The aim of this study was to determine the feasibility of prosthetic mesh repair according to the degree of bowel necrosis in the emergency management of acutely strangulated groin hernias. Emergency prosthetic mesh repair versus primary suture repair was randomly performed in 208 consecutive strangulated groin hernia patients with bowel necrosis between January 2005 and August 2016. The degree of bowel necrosis of each patient was determined according to a modified three-grade classification system. Patient characteristics sorted by repair method were analyzed by using Pearson's chi-squared tests. Correlations between mortality and wound-related morbidity with bowel necrosis grade and repair method were analyzed. There was no difference in gender, age, body mass index, comorbid diseases, hernia type (left or right, primary or recurrent), necrosis grade, and mortality between the mesh repair and suture repair groups (all P > 0.05). However, with regard to wound-related morbidity, there was significant difference between the two groups (P < 0.05). Mortality and wound-related morbidity showed significant relationship with necrosis grade, especially with regard to postoperative wound infection (P < 0.001). The wound infection rate with mesh repair was significantly higher than that with primary suture in Grade II and III necrosis patients (P < 0.05), but there was no difference in Grade I patients (P > 0.05). The use of prosthetic mesh in the emergency repair of acutely strangulated groin hernias seems to be as safe as suture-only repair in patients with noninfected strangulated bowel (Grade I necrosis). The use of prosthetic mesh repair is a rational choice made based on the degree of bowel necrosis in the emergency management of acutely strangulated hernias.

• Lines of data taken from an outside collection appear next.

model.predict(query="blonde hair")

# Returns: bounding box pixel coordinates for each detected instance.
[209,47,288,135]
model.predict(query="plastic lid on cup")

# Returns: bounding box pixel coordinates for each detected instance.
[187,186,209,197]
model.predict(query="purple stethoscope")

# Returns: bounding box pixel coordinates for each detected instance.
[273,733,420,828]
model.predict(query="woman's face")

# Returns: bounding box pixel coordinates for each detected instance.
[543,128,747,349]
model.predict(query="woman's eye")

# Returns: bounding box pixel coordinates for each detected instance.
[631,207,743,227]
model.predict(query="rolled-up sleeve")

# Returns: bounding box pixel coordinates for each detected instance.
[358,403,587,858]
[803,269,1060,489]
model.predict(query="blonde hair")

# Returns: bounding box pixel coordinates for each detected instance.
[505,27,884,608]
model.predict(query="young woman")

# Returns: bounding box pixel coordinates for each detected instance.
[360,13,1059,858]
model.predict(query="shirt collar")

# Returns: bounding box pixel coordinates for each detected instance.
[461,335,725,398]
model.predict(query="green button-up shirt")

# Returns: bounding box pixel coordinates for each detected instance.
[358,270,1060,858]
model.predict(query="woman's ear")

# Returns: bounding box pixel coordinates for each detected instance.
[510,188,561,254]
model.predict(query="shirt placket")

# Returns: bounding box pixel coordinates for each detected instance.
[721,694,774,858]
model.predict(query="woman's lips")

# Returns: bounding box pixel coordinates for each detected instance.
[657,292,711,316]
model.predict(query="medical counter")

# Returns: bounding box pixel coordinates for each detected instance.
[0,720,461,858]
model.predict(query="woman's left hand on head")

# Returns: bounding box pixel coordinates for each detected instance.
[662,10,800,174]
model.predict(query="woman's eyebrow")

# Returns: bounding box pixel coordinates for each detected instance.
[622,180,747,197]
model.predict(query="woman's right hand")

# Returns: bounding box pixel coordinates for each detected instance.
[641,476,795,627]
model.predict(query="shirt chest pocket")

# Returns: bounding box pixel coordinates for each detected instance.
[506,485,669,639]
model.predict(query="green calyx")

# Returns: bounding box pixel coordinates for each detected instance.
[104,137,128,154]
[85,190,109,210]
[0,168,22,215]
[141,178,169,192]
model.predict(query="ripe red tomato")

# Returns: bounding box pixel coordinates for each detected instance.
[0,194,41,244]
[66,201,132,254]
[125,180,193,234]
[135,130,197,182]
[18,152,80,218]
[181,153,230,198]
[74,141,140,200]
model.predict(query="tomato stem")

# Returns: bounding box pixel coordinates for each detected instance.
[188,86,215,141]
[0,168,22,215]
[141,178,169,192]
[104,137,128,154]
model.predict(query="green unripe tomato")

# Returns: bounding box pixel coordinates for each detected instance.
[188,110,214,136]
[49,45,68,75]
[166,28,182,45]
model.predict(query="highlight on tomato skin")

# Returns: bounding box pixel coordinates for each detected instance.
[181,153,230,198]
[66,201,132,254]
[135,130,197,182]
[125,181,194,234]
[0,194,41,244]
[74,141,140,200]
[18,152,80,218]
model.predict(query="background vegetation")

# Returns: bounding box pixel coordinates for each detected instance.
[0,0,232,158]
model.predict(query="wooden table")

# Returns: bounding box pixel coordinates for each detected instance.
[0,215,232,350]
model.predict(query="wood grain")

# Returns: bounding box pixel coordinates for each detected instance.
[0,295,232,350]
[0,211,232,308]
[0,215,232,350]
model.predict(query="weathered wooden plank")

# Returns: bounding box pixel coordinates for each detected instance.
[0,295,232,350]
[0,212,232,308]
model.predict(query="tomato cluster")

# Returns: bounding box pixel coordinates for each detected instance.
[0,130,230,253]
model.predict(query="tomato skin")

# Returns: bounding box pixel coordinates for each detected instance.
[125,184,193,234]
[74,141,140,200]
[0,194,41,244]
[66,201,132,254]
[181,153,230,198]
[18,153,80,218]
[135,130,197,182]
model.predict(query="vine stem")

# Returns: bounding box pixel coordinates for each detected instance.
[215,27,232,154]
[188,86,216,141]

本研究的目的是确定在急性绞窄性腹股沟疝的急诊处理中,根据肠坏死程度进行人工补片修补的可行性。2005年1月至2016年8月期间,对208例连续性伴有肠坏死的绞窄性腹股沟疝患者随机进行急诊人工补片修补术与一期缝合修补术。根据改良的三级分类系统确定每位患者的肠坏死程度。采用Pearson卡方检验分析按修补方法分类的患者特征。分析死亡率和伤口相关并发症与肠坏死分级及修补方法之间的相关性。补片修补组与缝合修补组在性别、年龄、体重指数、合并疾病、疝类型(左侧或右侧、原发性或复发性)、坏死分级及死亡率方面均无差异(所有P>0.05)。然而,在伤口相关并发症方面,两组之间存在显著差异(P<0.05)。死亡率和伤口相关并发症与坏死分级显著相关,尤其是术后伤口感染(P<0.001)。在Ⅱ级和Ⅲ级坏死患者中,补片修补的伤口感染率显著高于一期缝合(P<0.05),但在Ⅰ级患者中无差异(P>0.05)。在急性绞窄性腹股沟疝的急诊修补中,对于未感染的绞窄肠管(Ⅰ级坏死)患者,使用人工补片似乎与单纯缝合修补一样安全。在急性绞窄性疝的急诊处理中,根据肠坏死程度选择人工补片修补是一种合理的选择。